A successful 2011 Illinois football season, for example, will be a .500 record and a spot anywhere above the bottom third in the Big Ten standings. The near-future of the program isn’t much brighter.

Instead, the football team should opt for the USC route. During former Trojans head coach Pete Carroll’s tenure at USC (2000-09), USC appeared in seven consecutive BCS bowl games, achieved a record 33 consecutive weeks as the Associated Press’s No. 1-ranked team, had a hand in multiple national championships and produced three Heisman Trophy winners. Of course, it was later reported that Carroll had a hand in NCAA sanctions against the USC football program. Among other things, these sanctions led to the forfeiture of victories, including its 2004 BCS title, the elimination of 30 football scholarships and a two-year bowl ban.

While this was quite a blow to the former perennial power, it could not take away the rush Trojan fans felt for that dominant decade, nor could it give back the tremendous amount of money that was poured into the school due to the football team’s success. Reggie Bush is still recognized as the best college football player of the 2005 season, even if his accomplishments are soured by the NCAA’s revocation of his Heisman Trophy.

The Crisler Arena, where Michigan plays its home basketball games, has two glaring omissions from its rafters: banners representing the Wolverines’ appearance in consecutive NCAA title games in 1992-93. Those two seasons featured the Fab Five, Michigan’s 1991 recruiting class of freshmen starters Chris Weber, Jalen Rose, Juwan Howard, Jimmy King and Ray Jackson. Because of team basketball booster Ed Martin, who implicated the Fab Five in NCAA rule violations, the 1992-93 seasons are no longer recognized.

While neither the university nor the NCAA acknowledge those two seasons of Michigan basketball in the record books, the Fab Five are still one of the most polarizing teams of the last 30 years. The back-to-back championship-game appearances brought legitimacy to Michigan basketball, money to the school and no doubt provided Wolverine fans and Ann Arbor’s campus with some of the most electrifying moments in school history. I want similar excitement at Illinois. I’d trade a national championship for a few years, even a decade, of double-secret probation from the NCAA.
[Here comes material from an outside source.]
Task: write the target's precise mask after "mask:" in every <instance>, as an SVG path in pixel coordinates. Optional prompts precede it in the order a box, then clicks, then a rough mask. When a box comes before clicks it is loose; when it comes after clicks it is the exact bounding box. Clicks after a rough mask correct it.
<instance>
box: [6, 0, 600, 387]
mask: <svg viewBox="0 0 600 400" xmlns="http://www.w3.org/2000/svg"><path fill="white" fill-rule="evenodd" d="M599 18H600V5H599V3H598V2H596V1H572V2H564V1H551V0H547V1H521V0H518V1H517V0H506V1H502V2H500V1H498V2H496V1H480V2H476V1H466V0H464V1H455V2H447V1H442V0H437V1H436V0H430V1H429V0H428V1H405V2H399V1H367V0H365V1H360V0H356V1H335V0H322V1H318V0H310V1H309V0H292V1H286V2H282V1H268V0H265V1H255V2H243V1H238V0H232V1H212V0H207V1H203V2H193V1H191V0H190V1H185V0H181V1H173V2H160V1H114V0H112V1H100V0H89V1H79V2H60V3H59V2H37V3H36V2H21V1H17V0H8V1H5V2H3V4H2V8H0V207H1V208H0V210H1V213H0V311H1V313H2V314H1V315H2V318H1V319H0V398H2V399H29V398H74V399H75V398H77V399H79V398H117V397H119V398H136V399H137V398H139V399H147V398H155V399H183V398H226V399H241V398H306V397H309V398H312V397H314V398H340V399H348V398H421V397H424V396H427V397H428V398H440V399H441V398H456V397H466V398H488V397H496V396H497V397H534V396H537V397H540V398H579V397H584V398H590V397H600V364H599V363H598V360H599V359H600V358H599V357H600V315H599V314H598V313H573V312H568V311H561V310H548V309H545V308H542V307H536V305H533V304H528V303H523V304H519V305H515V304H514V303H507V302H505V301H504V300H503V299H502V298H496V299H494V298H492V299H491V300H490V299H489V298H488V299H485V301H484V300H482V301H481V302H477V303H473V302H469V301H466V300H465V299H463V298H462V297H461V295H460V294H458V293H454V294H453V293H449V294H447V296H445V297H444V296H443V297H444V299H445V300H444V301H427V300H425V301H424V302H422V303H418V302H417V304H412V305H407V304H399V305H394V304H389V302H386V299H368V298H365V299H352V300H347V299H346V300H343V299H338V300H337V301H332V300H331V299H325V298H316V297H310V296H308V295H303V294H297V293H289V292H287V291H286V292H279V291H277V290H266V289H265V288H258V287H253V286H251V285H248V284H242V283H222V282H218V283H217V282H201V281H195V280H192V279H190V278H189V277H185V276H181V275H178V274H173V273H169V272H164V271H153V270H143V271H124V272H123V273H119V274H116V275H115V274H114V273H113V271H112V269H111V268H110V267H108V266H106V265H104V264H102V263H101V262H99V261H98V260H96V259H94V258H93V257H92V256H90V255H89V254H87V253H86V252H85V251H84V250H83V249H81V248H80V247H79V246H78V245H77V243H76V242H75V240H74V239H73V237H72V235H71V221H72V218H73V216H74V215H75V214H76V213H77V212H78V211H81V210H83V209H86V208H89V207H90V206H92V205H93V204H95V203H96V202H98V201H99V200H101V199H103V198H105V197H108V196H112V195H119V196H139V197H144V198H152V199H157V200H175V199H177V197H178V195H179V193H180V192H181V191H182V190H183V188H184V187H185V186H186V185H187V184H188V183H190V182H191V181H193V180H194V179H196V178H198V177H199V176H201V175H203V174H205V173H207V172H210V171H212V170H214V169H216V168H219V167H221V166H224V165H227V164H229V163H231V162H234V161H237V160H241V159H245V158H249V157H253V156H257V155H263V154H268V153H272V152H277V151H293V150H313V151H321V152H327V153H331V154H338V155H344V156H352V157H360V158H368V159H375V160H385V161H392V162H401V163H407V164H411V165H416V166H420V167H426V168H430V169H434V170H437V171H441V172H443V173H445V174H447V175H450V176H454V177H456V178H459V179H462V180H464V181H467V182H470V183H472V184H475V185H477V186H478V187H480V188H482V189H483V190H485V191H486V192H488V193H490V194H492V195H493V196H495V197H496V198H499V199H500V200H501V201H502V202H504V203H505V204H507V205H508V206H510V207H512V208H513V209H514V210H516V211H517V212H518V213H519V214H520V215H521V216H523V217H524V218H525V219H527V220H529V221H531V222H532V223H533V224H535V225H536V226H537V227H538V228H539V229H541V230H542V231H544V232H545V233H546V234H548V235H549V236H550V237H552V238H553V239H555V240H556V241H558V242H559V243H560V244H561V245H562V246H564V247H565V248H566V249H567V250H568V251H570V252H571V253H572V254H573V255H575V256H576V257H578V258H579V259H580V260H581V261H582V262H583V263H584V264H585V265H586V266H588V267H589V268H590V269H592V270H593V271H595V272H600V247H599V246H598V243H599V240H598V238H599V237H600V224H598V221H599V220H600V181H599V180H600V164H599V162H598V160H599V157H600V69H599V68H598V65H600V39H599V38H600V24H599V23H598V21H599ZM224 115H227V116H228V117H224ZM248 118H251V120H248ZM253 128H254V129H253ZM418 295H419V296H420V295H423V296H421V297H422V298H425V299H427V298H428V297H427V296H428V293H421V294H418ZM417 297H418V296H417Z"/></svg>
While cheating is by no means ideal — nor is it ethical — I am sick of watching my school’s football team wade in mediocrity, save for a Rose Bowl appearance every 10 to 20 years. Illinois is currently a cockroach: a program with a mild devotion that rarely bears more than futile results.

“before i could argue him

out of his philosophy

he went and immolated himself

on a patent cigar lighter

i do not agree with him

myself i would rather have

half the happiness and twice

the longevity

but at the same time i wish

there was something i wanted

as badly as he wanted to fry himself.”

Wouldn’t the enjoyment Illinois experienced from a few years of greatness, even if by unethical means, outweigh the consequences of playing with fire?